Lifting Generators in Connected Lie Groups
Tal Cohen, Itamar Vigdorovich
TL;DR
The paper addresses lifting generating sets along open epimorphisms for connected Lie groups, proving that the problem reduces to the abelianisation via $G/\overline{G'}$ and $H/f(\overline{G'})$, with a central result that perfect connected Lie groups are Gaschütz. By solving the abelian case completely and then handling semisimple, reductive, and Abels–Noskov groups, the authors extend the Gaschütz property to all connected Lie groups and provide precise bounds for the Gaschütz rank, including explicit formulas in terms of $d(G)$, $\dim(G/\overline{G'})$, and the maximal torus. They also determine the maximal size of irredundant generating sets for connected abelian Lie groups and discuss links to the Wiegold conjecture. The work offers a comprehensive framework unifying lifting problems across Lie-theoretic structures and yields concrete, transferable criteria for when lifting is possible. These results have potential applications in group presentations, subgroup growth, and automorphism-group analyses in Lie-theoretic contexts.
Abstract
Given an epimorphism between topological groups $f:G\to H$, when can a generating set of $H$ be lifted to a generating set of $G$? We show that for connected Lie groups the problem is fundamentally abelian: generators can be lifted if and only if they can be lifted in the induced map between the abelianisations (assuming the number of generators is at least the minimal number of generators of $G$). As a consequence, we deduce that connected perfect Lie groups satisfy the Gaschütz lemma: generating sets of quotients can always be lifted.
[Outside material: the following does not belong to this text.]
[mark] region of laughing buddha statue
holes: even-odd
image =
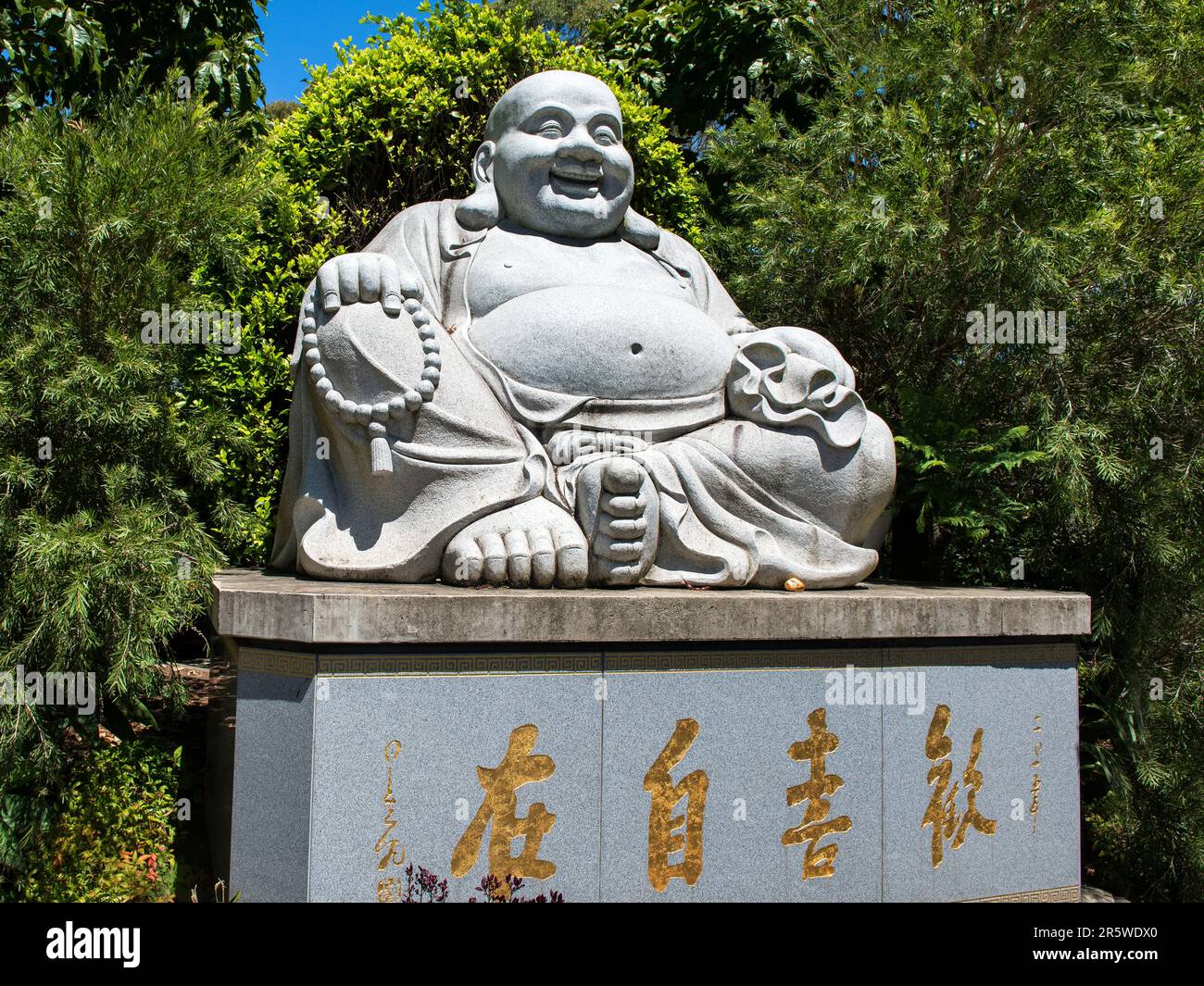
[[[510,88],[472,177],[306,291],[273,567],[566,589],[874,569],[890,430],[830,342],[757,329],[630,208],[604,83]]]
If the Lie group is not perfect, this may fail. The extent to which a group fails to satisfy the Gaschütz lemma is measured by its \emph{Gaschütz rank}, which we bound for all connected Lie groups, and compute exactly in most cases. Additionally, we compute the maximal size of an irredundant generating set of connected abelian Lie groups, and discuss connections between such generation problems with the Wiegold conjecture.